For the past two summers, Helen Gavin has managed White Wolf Lodge in the high country of Yosemite National Park. The lodge is located along the beautiful Tioga Pass Road at an altitude of 8,000 feet. The longtime Collins College faculty member finds that the experience blends two of her fondest things in life – the great outdoors and a love for hospitality. Her teaching expertise is enriched by this practical experience
Interview By Lisa McPheron
Please describe what you do as manager of White Wolf Lodge?
I am responsible for the operations of the 28-room property with 24 tent cabins and four hard-sided cabins with baths, a bathhouse and restaurant with kitchen. The lodge also has a small general store. I oversee a staff of 18 people: two assistant managers; 10 camp helpers; three cooks, and three front office staff. It is basically, the planning, organizing, staffing, directing, controlling and evaluating of the human, financial and physical resources of a seasonal operation. Although I have two very good assistant managers, I find I am constantly busy with a number of issues that crop up; from the generator not working to an adequate supply of food.

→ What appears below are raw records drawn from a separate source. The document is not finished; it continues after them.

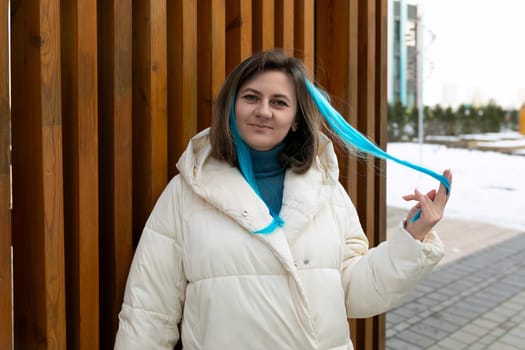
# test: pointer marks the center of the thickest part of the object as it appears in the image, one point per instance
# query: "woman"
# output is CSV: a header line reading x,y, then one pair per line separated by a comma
x,y
255,244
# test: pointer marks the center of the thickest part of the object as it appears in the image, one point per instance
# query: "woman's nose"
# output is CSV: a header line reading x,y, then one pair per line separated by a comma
x,y
264,110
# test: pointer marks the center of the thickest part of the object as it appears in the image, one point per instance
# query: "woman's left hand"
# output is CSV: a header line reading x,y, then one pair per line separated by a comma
x,y
431,207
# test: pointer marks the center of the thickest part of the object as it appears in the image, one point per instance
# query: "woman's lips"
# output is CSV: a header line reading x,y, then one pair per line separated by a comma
x,y
261,126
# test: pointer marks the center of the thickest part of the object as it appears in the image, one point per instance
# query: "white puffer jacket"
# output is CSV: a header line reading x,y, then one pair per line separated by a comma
x,y
198,265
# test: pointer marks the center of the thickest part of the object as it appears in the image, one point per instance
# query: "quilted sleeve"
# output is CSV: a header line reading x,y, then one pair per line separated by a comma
x,y
376,280
155,288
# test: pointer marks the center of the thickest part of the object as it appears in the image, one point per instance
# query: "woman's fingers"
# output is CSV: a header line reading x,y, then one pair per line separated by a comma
x,y
442,194
428,210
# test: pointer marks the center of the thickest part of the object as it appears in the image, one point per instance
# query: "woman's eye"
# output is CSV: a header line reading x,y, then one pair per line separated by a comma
x,y
280,103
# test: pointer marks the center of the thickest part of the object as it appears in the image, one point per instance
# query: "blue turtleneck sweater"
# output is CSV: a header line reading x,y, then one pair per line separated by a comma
x,y
269,176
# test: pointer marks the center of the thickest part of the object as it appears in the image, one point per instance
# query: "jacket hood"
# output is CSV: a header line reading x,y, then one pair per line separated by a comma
x,y
224,187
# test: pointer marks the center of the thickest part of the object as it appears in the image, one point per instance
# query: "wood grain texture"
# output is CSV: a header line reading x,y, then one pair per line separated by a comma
x,y
80,126
38,213
304,32
150,159
263,25
211,53
182,78
238,32
349,64
115,160
284,25
6,301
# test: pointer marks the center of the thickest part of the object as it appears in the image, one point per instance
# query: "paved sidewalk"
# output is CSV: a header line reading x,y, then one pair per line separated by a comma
x,y
474,300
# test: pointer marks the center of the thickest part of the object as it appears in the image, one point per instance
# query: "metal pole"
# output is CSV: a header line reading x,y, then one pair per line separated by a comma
x,y
420,44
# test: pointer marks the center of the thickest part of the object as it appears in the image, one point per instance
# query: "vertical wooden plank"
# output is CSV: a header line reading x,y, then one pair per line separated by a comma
x,y
381,114
115,158
150,125
368,194
263,24
6,302
284,25
80,125
38,217
238,32
304,32
182,77
333,72
346,45
211,56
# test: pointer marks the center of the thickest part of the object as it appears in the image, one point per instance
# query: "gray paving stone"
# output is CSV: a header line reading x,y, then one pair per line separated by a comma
x,y
477,302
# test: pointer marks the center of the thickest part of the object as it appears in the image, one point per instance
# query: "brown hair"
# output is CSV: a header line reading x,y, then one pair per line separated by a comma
x,y
302,144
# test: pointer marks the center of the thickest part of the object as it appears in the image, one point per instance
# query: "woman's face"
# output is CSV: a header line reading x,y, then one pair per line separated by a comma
x,y
265,109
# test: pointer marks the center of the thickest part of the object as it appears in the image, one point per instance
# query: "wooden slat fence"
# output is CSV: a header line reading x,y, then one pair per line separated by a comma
x,y
97,102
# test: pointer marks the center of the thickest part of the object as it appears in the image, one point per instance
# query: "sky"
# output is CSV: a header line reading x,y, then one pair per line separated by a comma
x,y
486,186
474,51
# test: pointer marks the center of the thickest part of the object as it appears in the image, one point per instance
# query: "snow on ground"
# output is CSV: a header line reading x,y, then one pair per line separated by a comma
x,y
487,186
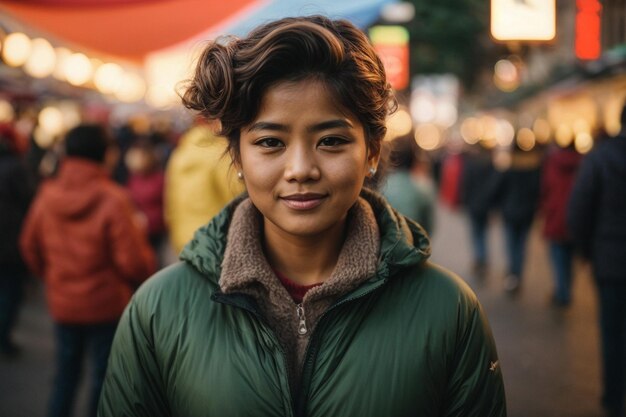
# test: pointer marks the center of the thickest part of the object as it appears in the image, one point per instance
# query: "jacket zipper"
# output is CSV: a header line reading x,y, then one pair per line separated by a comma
x,y
225,299
312,346
302,329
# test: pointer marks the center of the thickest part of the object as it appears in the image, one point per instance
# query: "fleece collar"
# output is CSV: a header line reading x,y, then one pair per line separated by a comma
x,y
245,266
402,241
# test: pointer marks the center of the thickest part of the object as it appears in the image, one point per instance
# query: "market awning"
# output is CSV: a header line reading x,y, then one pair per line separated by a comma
x,y
133,29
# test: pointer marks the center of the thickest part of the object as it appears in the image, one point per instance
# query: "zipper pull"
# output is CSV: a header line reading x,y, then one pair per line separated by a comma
x,y
302,330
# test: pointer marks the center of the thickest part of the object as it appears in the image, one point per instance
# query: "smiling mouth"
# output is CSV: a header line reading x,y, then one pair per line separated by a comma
x,y
303,201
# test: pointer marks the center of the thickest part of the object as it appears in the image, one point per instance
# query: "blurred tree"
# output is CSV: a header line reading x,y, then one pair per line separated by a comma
x,y
450,36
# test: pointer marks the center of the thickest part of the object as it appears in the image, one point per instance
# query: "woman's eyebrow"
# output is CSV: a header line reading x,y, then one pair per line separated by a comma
x,y
267,126
330,124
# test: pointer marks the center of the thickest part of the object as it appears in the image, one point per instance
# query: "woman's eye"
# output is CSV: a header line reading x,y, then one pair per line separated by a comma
x,y
332,141
269,143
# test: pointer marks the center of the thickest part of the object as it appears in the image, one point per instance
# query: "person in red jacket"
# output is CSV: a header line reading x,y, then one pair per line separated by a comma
x,y
146,185
81,235
557,180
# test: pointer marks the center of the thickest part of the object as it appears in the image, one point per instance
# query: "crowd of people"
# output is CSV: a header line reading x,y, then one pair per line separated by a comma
x,y
288,290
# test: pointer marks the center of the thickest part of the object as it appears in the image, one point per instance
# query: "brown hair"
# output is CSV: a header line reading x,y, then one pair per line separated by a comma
x,y
232,74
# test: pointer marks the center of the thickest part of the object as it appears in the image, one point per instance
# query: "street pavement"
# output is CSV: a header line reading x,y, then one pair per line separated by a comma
x,y
549,355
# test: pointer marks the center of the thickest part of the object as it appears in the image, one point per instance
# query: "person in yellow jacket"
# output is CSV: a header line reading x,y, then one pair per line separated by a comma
x,y
199,181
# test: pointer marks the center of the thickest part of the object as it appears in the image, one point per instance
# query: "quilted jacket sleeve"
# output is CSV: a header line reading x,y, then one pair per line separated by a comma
x,y
133,256
30,240
582,205
475,387
133,384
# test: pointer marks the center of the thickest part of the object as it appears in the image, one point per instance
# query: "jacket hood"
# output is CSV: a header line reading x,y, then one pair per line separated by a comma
x,y
71,194
403,242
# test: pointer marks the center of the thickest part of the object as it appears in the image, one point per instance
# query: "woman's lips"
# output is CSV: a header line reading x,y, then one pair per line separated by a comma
x,y
303,201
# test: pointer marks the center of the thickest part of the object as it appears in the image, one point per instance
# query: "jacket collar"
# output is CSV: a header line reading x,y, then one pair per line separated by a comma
x,y
244,265
402,241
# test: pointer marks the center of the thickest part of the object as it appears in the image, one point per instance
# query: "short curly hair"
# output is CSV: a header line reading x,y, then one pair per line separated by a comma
x,y
233,74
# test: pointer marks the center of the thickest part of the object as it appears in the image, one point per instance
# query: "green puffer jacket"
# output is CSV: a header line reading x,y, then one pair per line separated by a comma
x,y
411,341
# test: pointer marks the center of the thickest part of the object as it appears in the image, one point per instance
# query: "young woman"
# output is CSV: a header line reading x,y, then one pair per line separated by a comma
x,y
309,295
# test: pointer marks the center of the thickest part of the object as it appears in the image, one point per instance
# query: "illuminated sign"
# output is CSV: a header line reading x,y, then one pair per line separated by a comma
x,y
588,35
392,46
523,20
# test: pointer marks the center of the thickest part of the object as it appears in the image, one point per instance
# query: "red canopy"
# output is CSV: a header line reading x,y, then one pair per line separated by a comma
x,y
129,29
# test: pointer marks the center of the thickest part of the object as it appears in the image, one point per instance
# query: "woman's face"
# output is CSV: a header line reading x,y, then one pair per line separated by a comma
x,y
304,160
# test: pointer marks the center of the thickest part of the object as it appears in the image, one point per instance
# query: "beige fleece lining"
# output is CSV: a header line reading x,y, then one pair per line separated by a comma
x,y
246,270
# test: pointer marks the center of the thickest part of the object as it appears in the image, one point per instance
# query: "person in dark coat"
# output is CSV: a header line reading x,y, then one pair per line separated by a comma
x,y
15,195
559,171
477,171
516,191
597,220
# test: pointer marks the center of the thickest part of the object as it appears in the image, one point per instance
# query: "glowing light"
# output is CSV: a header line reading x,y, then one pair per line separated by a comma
x,y
505,133
541,128
525,139
523,20
78,69
428,136
447,113
42,59
471,130
423,108
107,78
17,48
43,138
583,142
581,126
588,29
7,113
51,120
502,160
398,124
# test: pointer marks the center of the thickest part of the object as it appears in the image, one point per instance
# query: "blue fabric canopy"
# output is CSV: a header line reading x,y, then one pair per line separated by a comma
x,y
360,12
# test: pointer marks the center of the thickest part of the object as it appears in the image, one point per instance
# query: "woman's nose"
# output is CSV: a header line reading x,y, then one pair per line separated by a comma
x,y
301,165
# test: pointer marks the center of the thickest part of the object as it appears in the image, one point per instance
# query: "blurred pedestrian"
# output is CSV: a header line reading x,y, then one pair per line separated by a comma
x,y
406,193
146,182
81,237
597,221
308,294
559,171
199,182
516,192
476,198
16,189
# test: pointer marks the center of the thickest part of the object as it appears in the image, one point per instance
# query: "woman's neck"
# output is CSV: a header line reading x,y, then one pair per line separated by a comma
x,y
305,260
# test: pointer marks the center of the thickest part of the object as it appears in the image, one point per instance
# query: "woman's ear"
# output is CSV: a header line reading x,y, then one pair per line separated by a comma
x,y
373,155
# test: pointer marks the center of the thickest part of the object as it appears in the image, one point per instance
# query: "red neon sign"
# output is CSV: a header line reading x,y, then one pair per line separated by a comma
x,y
588,35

Forecasting what you will need is critical because almost everything we need to run the lodge is delivered to Yosemite Valley and then trucked up from the valley, 30 miles away.
What are some of the distinctive qualities of the property?
The lodge is located on the edge of a beautiful meadow, in the middle of a Lodgepole Pine forest. The wildflowers can be amazing. The accommodations are rustic, canvas-sided cabins with wood-burning stoves and candles for light. For many of our guests, it is their first time in the wilderness, sleeping in a tent. There is no electricity except for the bath house and the main lodge area. The electricity is powered by a diesel generator that is turned on at 6 a.m. and turned off at 11 p.m. We have a small restaurant, and the cooks do an amazing job of turning out great meals. The guests can have breakfast and dinner in the restaurant and purchase a box lunch for afternoon hikes. Due to the location of the lodge, the company also provides free meals for the employees.
What are some of the unique needs of your guests and how do you try to meet those needs?
We focus on – the experience. Most of the guests are looking forward to a night in the wilderness. In this case, you can drive your car right to your tent. The accommodations include beds with linens and blankets. Most of the guests enjoy the experience, but some may need a bit of help to fully enjoy themselves. This help can include informing guests where to hike, building a fire in a wood-burning stove, a reminder to put their food into a bear box, and learning to walk around in the dark of night, with only the moon and stars above and your flashlight. The most fun is to watch the children climbing on all the granite rock. It is as if they are experiencing the outdoors for the first time.
What are ways you keep your staff motivated when everyone else around them is on summer vacation?
I am lucky in the fact that my staff have specifically chosen White Wolf to work due to its location as well as their own personal interests. Many of the staff are rock climbers and hikers, who thoroughly enjoy the environment here in Yosemite. The challenge to motivation is being able to schedule them based on their own plans as well as our operating needs.
Does your staff live on the premises during the season and if so, what management challenges does that create?
Yes, we all live together, 24/7. Our housing units are the same type of tents the guests use. We live just across the single-lane road from our guests. At times, the staff would like to personalize their living area, but that is not allowed. We must maintain the housing area in a clean and attractive condition. The biggest challenge is the noise factor. We have quiet hours from 10 p.m. to 6:30 a.m. As it happens everywhere, when people get off work, many times they want to let off some steam. However, when that time is 11 p.m., in the middle of the wilderness, sounds carry far and loud. We also eat all our meals together, so discussions at meal time can be quite lively. It can be a challenge for those employees, who might not be used to living and working in a communal type of setting.
How does this management experience influence how you teach at the college?
It is always a challenge to be able to identify with, associate with, and understand the learning processes of our students. How does one reach a student and make the information important to their lives? You need to understand their perspective – just like understanding a guest’s perspective. The greatest influence on me is the staff, the energy, their point of view, and directing them to accomplishing our goal of creating those memorable experiences. One of Cal Poly Pomona’s core values is “learn by doing.” I think that is the most important part of this experience. As we all know, there are theories, ideas, and the “proper” way of doing things. The challenge for me, as well as for our students, is how to take those theories and ideas and implement them in the workplace.
After spending two summers running the lodge, would you recommend it to your students?
Yes. I believe that almost any one of our students could be an assistant manager at White Wolf Lodge, if they were willing to live in a tent for a summer in a wilderness setting. This would give the student the management experience, in a unique setting, and a good understanding of the responsibilities of a management position.